How do you tell the HAL to map the memory without caching. I would like all accesses to the memory regions to go directly to the board, without any read/write caching. If caching were to take place, then we would be required to explicitly flush the cache… In reading the Intel documentation, we have found that the CPUID instruction can serialize the CPU and also possibly flush the cache. The CPUID instruction is available from user mode land. I have used the CPUID for identification, but have never used it to serialize the CPU. Does anyone have any feedback about using CPUID from user mode?

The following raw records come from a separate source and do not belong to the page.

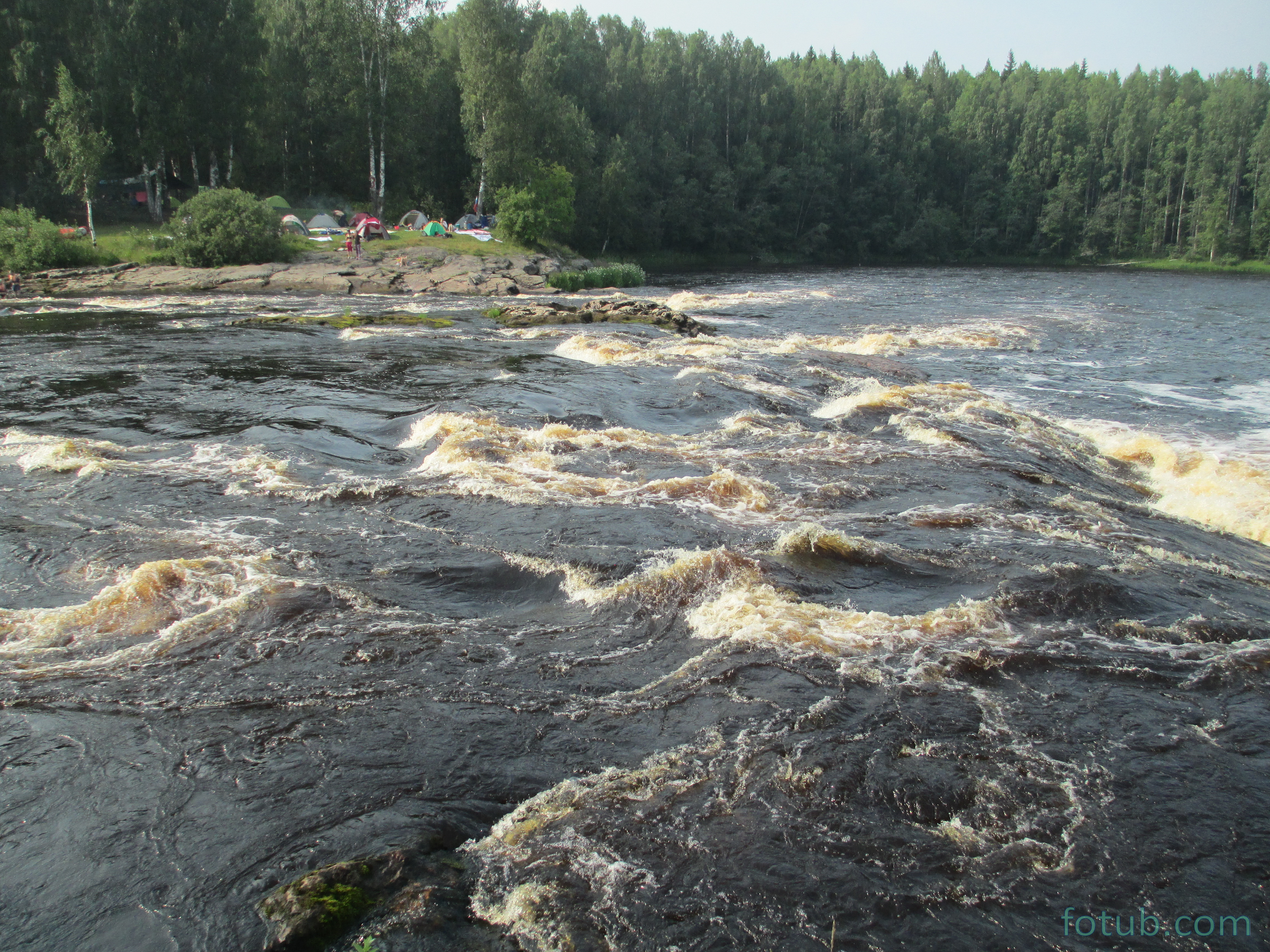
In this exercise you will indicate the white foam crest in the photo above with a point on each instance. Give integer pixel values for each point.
(483, 458)
(746, 381)
(605, 350)
(872, 394)
(760, 613)
(36, 451)
(1231, 494)
(144, 616)
(677, 575)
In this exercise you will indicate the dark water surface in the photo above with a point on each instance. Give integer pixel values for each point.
(728, 643)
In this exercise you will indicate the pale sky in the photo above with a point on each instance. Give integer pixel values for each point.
(1112, 35)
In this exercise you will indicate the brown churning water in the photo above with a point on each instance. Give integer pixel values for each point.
(730, 643)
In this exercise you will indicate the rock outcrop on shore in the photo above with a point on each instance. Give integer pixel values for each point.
(602, 312)
(406, 271)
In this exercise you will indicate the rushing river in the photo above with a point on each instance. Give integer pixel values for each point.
(679, 644)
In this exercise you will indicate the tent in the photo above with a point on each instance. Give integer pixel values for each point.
(371, 228)
(323, 223)
(413, 220)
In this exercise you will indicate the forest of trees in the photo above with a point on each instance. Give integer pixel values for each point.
(675, 143)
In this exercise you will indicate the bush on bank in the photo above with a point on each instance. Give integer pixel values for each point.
(32, 244)
(225, 226)
(609, 276)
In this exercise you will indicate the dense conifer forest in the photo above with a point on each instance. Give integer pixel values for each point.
(672, 143)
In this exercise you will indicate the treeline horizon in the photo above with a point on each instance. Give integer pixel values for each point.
(675, 143)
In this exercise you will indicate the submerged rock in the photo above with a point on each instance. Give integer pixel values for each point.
(345, 320)
(411, 270)
(425, 895)
(604, 312)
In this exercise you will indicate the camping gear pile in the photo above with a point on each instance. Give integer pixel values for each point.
(413, 220)
(323, 225)
(369, 228)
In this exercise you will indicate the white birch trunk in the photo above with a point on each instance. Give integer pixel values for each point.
(379, 204)
(162, 185)
(150, 192)
(88, 205)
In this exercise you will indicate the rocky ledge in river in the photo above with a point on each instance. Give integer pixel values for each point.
(602, 312)
(387, 271)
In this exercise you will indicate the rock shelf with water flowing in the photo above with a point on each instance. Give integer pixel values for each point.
(907, 610)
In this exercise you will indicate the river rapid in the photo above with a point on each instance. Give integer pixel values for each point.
(674, 644)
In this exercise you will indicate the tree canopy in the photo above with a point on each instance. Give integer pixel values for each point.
(682, 143)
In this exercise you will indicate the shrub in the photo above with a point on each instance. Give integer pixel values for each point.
(543, 209)
(225, 226)
(31, 244)
(609, 276)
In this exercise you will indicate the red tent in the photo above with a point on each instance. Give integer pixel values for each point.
(370, 228)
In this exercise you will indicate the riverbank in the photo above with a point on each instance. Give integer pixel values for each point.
(413, 268)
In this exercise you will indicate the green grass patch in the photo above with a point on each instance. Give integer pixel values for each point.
(606, 276)
(1174, 264)
(458, 244)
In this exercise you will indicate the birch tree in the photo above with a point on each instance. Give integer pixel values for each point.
(76, 147)
(381, 25)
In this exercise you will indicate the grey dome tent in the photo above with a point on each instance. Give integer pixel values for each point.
(323, 221)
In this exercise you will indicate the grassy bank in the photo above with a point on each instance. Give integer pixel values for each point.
(152, 244)
(1169, 264)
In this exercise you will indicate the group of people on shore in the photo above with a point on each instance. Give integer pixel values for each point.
(354, 238)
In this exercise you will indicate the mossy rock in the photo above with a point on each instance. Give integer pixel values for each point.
(341, 322)
(310, 913)
(624, 312)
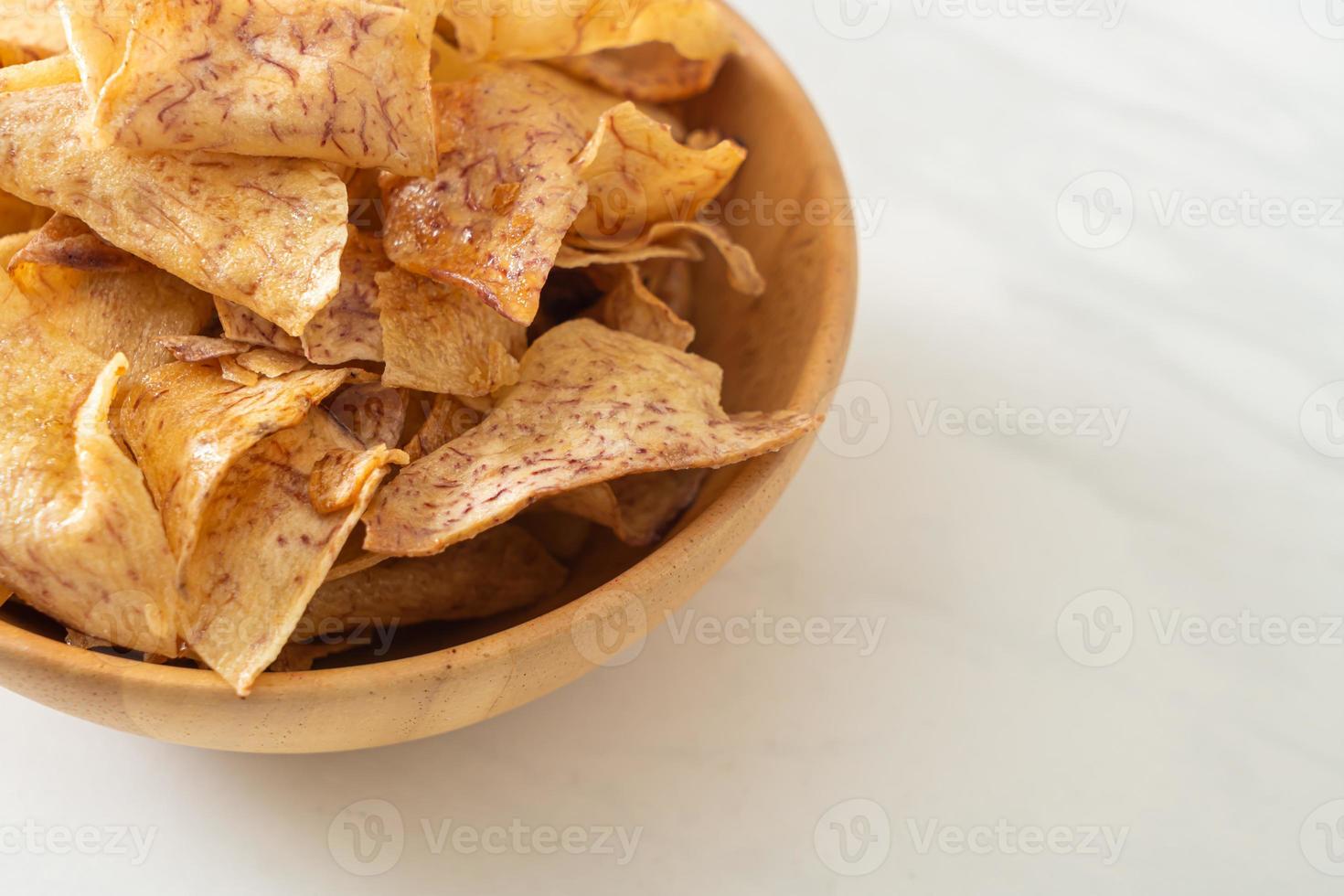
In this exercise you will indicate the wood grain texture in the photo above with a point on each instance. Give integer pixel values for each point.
(783, 349)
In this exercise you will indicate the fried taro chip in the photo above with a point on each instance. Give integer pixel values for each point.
(743, 274)
(343, 80)
(638, 175)
(30, 30)
(632, 308)
(46, 73)
(265, 232)
(372, 412)
(649, 73)
(346, 331)
(105, 298)
(80, 538)
(265, 547)
(187, 426)
(496, 31)
(507, 191)
(97, 31)
(441, 338)
(592, 406)
(500, 570)
(640, 509)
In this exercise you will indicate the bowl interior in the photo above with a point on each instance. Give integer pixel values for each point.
(781, 349)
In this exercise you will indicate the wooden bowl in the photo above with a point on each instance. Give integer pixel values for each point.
(785, 349)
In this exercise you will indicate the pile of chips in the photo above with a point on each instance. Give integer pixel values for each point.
(323, 312)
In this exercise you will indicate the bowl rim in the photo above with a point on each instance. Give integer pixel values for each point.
(750, 493)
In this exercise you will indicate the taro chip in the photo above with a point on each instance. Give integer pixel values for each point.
(30, 30)
(632, 308)
(497, 31)
(187, 426)
(265, 232)
(342, 80)
(441, 338)
(502, 570)
(97, 31)
(743, 274)
(638, 175)
(640, 509)
(651, 71)
(592, 406)
(80, 536)
(346, 329)
(46, 73)
(105, 298)
(372, 412)
(507, 191)
(265, 547)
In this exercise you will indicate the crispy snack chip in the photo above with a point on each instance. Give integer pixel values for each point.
(651, 71)
(500, 570)
(346, 331)
(592, 406)
(441, 338)
(507, 191)
(30, 30)
(632, 308)
(265, 547)
(638, 509)
(495, 31)
(265, 232)
(187, 426)
(105, 298)
(638, 175)
(80, 538)
(343, 80)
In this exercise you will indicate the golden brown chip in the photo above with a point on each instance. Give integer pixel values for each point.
(592, 406)
(632, 308)
(30, 30)
(743, 274)
(441, 338)
(187, 426)
(105, 298)
(263, 549)
(343, 80)
(638, 509)
(80, 536)
(500, 570)
(507, 191)
(346, 331)
(372, 412)
(265, 232)
(97, 31)
(638, 175)
(194, 349)
(492, 31)
(446, 418)
(651, 71)
(45, 73)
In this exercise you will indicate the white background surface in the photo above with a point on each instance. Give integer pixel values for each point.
(968, 549)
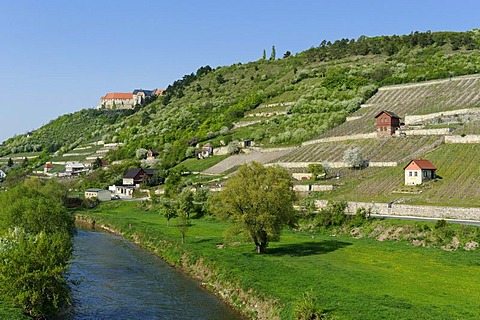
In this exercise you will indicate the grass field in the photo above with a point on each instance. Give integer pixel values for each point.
(381, 149)
(353, 279)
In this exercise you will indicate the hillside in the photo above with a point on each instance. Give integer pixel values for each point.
(323, 85)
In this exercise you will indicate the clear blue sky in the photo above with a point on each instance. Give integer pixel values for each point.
(60, 56)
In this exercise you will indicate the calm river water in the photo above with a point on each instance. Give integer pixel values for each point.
(122, 281)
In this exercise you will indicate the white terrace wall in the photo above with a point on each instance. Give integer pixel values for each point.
(469, 138)
(313, 187)
(412, 210)
(280, 104)
(343, 138)
(330, 164)
(353, 118)
(245, 124)
(419, 118)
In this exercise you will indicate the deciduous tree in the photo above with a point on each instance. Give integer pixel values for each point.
(260, 201)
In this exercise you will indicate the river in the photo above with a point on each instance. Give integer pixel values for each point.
(119, 280)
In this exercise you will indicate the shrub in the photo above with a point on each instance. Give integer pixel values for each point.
(306, 308)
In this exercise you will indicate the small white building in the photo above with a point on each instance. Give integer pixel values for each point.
(74, 168)
(419, 170)
(100, 194)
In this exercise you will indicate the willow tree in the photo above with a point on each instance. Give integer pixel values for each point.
(259, 200)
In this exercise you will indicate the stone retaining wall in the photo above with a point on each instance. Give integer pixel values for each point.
(371, 135)
(412, 210)
(338, 164)
(426, 132)
(420, 118)
(353, 118)
(280, 104)
(245, 124)
(266, 114)
(313, 187)
(469, 138)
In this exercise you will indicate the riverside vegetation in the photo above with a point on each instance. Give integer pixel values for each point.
(317, 267)
(309, 94)
(36, 234)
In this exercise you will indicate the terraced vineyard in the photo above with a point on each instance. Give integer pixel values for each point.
(414, 99)
(377, 150)
(458, 183)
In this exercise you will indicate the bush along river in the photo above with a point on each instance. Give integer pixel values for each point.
(118, 280)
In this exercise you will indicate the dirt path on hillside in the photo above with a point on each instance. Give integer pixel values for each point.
(236, 160)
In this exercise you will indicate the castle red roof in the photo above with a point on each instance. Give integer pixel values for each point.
(118, 95)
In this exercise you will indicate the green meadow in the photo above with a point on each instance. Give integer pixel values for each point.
(351, 278)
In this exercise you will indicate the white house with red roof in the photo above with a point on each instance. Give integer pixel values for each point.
(419, 170)
(120, 100)
(126, 100)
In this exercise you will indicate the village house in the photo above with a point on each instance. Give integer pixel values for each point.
(419, 170)
(120, 100)
(47, 167)
(100, 194)
(205, 151)
(151, 154)
(387, 123)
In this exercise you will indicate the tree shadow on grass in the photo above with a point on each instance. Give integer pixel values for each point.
(308, 248)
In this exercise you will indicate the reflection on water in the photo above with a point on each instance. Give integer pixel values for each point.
(122, 281)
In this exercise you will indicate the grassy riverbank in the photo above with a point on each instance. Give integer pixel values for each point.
(352, 278)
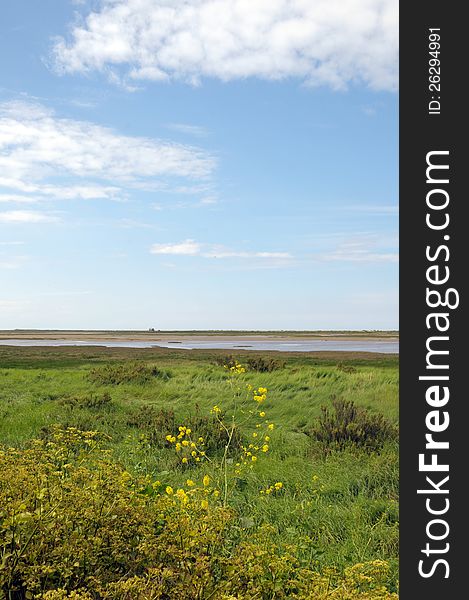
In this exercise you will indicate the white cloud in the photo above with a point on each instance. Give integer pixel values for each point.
(26, 216)
(384, 210)
(360, 251)
(192, 248)
(50, 157)
(195, 130)
(322, 42)
(187, 248)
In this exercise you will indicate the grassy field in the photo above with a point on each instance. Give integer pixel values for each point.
(337, 505)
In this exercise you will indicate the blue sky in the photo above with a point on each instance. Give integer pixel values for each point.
(223, 165)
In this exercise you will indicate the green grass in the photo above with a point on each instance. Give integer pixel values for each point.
(339, 510)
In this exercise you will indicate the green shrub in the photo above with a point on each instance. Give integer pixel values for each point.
(227, 361)
(263, 365)
(135, 372)
(349, 425)
(346, 368)
(91, 401)
(154, 422)
(77, 526)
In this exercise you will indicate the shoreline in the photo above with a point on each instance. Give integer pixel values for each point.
(176, 338)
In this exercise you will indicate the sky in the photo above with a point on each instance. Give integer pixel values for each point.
(199, 164)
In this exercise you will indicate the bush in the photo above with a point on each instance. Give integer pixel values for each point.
(346, 368)
(154, 422)
(91, 401)
(349, 425)
(227, 361)
(116, 374)
(77, 526)
(263, 365)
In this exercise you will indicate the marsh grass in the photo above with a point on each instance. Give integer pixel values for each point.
(337, 509)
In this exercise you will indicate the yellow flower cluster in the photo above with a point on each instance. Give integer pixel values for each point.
(260, 394)
(236, 369)
(194, 492)
(260, 441)
(188, 449)
(273, 489)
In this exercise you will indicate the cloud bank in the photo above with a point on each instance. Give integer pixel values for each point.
(321, 42)
(193, 248)
(45, 157)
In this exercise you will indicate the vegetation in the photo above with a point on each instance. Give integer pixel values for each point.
(211, 483)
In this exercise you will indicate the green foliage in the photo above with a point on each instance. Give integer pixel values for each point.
(91, 401)
(253, 363)
(350, 425)
(76, 525)
(135, 372)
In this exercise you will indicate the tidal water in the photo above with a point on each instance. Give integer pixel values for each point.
(380, 346)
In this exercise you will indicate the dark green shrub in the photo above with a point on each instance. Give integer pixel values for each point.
(91, 401)
(135, 372)
(263, 365)
(350, 425)
(227, 361)
(214, 435)
(346, 368)
(154, 422)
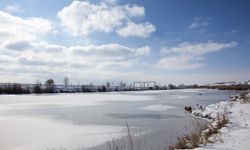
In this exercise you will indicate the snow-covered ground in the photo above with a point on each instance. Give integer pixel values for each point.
(157, 107)
(236, 134)
(27, 131)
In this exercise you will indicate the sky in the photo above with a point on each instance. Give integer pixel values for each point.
(94, 41)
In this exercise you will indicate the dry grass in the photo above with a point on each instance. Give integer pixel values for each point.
(191, 139)
(200, 133)
(127, 142)
(244, 98)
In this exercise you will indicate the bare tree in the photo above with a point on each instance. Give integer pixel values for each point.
(66, 81)
(50, 86)
(38, 88)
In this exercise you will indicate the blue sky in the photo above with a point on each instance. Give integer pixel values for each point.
(169, 41)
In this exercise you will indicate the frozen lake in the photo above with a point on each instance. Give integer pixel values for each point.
(87, 120)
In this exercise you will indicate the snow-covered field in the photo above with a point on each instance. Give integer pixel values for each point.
(21, 131)
(236, 135)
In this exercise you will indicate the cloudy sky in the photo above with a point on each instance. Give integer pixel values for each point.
(169, 41)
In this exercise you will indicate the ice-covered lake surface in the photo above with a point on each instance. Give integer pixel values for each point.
(87, 120)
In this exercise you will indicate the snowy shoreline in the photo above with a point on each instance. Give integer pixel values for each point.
(236, 133)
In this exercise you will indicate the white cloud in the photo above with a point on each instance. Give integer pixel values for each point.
(136, 30)
(83, 18)
(143, 51)
(199, 23)
(178, 63)
(107, 50)
(17, 28)
(13, 9)
(190, 55)
(199, 48)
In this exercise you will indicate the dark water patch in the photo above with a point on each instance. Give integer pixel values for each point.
(144, 116)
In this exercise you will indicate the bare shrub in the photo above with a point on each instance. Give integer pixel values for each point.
(127, 142)
(191, 139)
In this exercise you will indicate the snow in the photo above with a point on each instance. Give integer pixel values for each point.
(24, 102)
(236, 135)
(29, 133)
(158, 107)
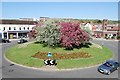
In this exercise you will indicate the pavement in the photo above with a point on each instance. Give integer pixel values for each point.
(16, 71)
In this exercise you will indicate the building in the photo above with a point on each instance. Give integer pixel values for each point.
(14, 29)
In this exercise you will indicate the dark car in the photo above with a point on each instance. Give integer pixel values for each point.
(5, 41)
(108, 67)
(22, 41)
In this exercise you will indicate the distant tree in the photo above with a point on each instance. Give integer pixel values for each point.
(72, 35)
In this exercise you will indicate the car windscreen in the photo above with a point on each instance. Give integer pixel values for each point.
(108, 64)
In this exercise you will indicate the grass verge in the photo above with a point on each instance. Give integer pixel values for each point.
(24, 56)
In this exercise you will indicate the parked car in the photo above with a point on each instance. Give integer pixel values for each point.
(5, 41)
(22, 41)
(108, 67)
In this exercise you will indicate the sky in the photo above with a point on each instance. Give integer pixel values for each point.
(76, 10)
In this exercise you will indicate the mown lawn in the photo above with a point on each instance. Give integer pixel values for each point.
(24, 55)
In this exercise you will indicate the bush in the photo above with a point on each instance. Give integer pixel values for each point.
(72, 35)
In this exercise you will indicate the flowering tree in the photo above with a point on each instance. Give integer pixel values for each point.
(72, 35)
(32, 34)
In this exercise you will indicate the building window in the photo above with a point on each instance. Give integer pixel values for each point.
(3, 28)
(14, 28)
(28, 28)
(9, 28)
(24, 28)
(20, 28)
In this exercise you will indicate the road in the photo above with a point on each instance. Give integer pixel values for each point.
(20, 72)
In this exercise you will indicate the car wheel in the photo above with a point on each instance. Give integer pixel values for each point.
(109, 73)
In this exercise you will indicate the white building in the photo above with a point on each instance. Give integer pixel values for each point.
(13, 29)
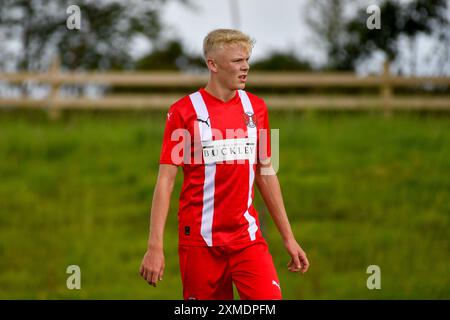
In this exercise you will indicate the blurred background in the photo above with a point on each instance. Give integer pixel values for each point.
(364, 144)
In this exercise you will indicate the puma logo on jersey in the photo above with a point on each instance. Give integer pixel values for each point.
(204, 121)
(276, 284)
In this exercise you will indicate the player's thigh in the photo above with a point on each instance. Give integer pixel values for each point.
(254, 274)
(204, 274)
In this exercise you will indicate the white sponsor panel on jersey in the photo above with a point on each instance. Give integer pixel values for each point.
(229, 149)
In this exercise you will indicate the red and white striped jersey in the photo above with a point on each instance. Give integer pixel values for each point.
(218, 144)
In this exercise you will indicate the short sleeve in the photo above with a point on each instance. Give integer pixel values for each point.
(264, 146)
(173, 139)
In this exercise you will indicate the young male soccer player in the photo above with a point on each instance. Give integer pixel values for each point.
(216, 135)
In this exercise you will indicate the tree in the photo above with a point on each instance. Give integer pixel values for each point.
(103, 42)
(279, 61)
(398, 19)
(348, 41)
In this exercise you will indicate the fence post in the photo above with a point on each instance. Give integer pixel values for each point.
(54, 111)
(386, 89)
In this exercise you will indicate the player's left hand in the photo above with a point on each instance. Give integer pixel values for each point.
(299, 261)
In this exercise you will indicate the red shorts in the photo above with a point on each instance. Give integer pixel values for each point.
(209, 272)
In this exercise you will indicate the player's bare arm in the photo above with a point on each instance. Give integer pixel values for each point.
(269, 187)
(152, 266)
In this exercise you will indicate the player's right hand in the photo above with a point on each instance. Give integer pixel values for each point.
(152, 266)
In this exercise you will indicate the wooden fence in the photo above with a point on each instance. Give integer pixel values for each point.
(384, 100)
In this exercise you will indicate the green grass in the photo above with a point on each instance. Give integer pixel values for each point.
(360, 189)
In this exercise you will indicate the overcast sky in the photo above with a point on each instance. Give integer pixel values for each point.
(276, 25)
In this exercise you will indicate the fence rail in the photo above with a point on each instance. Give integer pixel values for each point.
(385, 84)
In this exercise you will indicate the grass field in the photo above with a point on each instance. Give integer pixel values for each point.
(360, 189)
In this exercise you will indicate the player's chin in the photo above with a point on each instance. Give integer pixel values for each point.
(240, 85)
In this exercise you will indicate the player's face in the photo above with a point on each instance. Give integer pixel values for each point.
(232, 66)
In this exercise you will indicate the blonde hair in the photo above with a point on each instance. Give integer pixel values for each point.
(220, 37)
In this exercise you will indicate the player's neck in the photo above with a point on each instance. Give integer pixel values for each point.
(220, 92)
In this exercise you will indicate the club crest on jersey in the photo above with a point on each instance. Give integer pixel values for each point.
(250, 119)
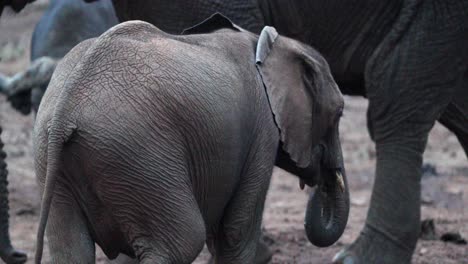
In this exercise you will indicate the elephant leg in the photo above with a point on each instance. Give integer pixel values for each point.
(156, 212)
(7, 252)
(67, 233)
(263, 254)
(410, 81)
(237, 239)
(455, 117)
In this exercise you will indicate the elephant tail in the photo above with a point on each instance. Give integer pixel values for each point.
(59, 134)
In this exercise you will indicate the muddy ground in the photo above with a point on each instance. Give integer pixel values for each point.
(444, 193)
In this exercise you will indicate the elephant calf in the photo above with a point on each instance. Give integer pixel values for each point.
(151, 144)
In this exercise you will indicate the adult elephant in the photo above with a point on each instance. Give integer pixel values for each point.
(64, 24)
(7, 253)
(408, 57)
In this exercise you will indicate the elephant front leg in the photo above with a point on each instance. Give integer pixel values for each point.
(238, 237)
(392, 226)
(7, 252)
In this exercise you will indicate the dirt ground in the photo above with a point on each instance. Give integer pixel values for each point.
(444, 193)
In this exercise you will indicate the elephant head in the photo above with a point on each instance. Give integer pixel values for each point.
(307, 105)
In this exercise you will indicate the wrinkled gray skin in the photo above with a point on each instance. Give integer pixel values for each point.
(7, 253)
(408, 57)
(64, 24)
(152, 144)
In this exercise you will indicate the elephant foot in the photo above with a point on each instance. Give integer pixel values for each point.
(12, 256)
(263, 255)
(373, 247)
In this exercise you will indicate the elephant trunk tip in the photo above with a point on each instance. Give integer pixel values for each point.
(327, 213)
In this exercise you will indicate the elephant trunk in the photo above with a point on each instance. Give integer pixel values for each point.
(327, 210)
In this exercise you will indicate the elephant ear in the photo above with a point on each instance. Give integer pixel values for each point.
(214, 22)
(296, 82)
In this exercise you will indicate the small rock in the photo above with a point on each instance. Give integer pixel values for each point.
(452, 237)
(423, 251)
(429, 170)
(428, 231)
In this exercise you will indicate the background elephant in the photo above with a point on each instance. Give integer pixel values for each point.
(7, 252)
(64, 24)
(408, 57)
(177, 143)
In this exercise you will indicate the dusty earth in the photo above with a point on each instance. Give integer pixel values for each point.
(444, 193)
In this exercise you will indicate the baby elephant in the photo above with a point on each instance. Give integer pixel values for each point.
(151, 144)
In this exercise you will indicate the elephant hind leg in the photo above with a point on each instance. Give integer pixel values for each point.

  1. How to map memory uncached?
  2. Advise on using CPUID for serialization and cache flush…

Thank you,
Michael Uman

>How do you tell the HAL to map the memory without caching. I would like

all accesses to the memory regions to go directly to the board, without
any read/write caching. If caching were to take place, then we would be
required to explicitly flush the cache… In reading the Intel
documentation, we have found that the CPUID instruction can serialize the
CPU and also possibly flush the cache. The CPUID instruction is available
from user mode land. I have used the CPUID for identification, but have
never used it to serialize the CPU. Does anyone have any feedback about
using CPUID from user mode?

  1. How to map memory uncached?
  2. Advise on using CPUID for serialization and cache flush…

When you map the device memory in the driver, one of the parameters to the
mapping API controls cached or uncached. Also note that caching and
instruction stream serialization are different. Also note that to get PCI
bursts larger than 1 DWORD, to a target PCI device, you may need the
mapping to be cached (especially for PCI target reads).

Instruction stream synchronization may be needed if you need something like
access to system memory shared with a bus master device to be synchronized
with your uncached bus accesses. For example, if you don’t synchronize the
instruction stream, you could potentially write to device memory, and then
read from memory that’s written by bus mastering. As the processor may
execute instructions out of order, you may actually be reading the shared
memory BEFORE you execute the device memory write instruction. The Intel
processor manual has a large section on exactly how reads/writes are
ordered to different types of addresses. You also may actually want memory
to be write buffered/combined to get better PCI target burst performance.

Actually FLUSHING the memory cache can be VERY expensive, like 40,000+
clocks as I remember, not to mention processor performance suffers while
the cache reloads. Some versions of Windows also don’t exactly control the
MTRR registers so well, so getting the exact caching/write combining
behavior desired can be tricky.

Also note that bugs caused by instruction stream synchronization and
caching issues can be very tricky to debug.

Also note that depending on your hardware design, mapping a device directly
into user mode space has the potential for seriously disrupting the whole
system. Specifically, if your PCI device might decide to do PCI bus
transaction retries for a long time, to stall the access, the processor can
be FROZEN on the read/write until it completes. Interrupts will NOT be
serviced while the processor waits for the access to happen, for PCI 2.1
and later devices, bus master activity should interleave with the retry
attempts. Some video cards have produced interrupt latencies of > 10
milliseconds because of this, causing other devices to malfunction. Kernel
mode code can also cause this latency disruption too, but kernel mode
developers are supposed to know better.

  • Jan

>How do you tell the HAL to map the memory without caching.

IIRC some bit in the card’s BAR register specifies that this memory cannot
be cached. HalAssignSlotResources sets the appropriate flag in
CM_RESOURCE_LIST if this BAR bit is set.

Max

>IIRC some bit in the card’s BAR register specifies that this memory cannot

be cached. HalAssignSlotResources sets the appropriate flag in
CM_RESOURCE_LIST if this BAR bit is set.

I thought the bit in the BAR indicated the ability to prefetch the memory.
An example would be you read one DWORD and the bus controller actually does
a large burst read. Following consecutive reads then come from buffers,
which I think can actually be different buffers than the normal cache. This
would be prefetchable uncached memory. These buffers may be in the system
chipset or even a PCI bridge. To get good target read performance, you have
to have bursts bigger than 1 DWORD. When I think about really caching ANY
device memory in the normal processor cache, it’s sounds really ugly. Say
your write a DWORD that’s not cache line aligned, that imples the cache
controller first should read the line (assuming your doing cache line
allocation on write, which modern Intel processor do). Write combining,
which is different from caching seems more appropriate for many devices. If
set for non-prefetched uncached but write combined, each read get’s
translated into a single DWORD read on the PCI bus. Writes to consecutive
addresses may be deferred and merged into a large burst write. For video
memory, this gives much better performance. I’m not quite sure how to force
flushing the write combining buffers though. Ideally, a video card would
use something like prefetchable uncached write combining for the frame
buffer, and non-prefetchable uncached non-write combining for it’s control
registers.

  • Jan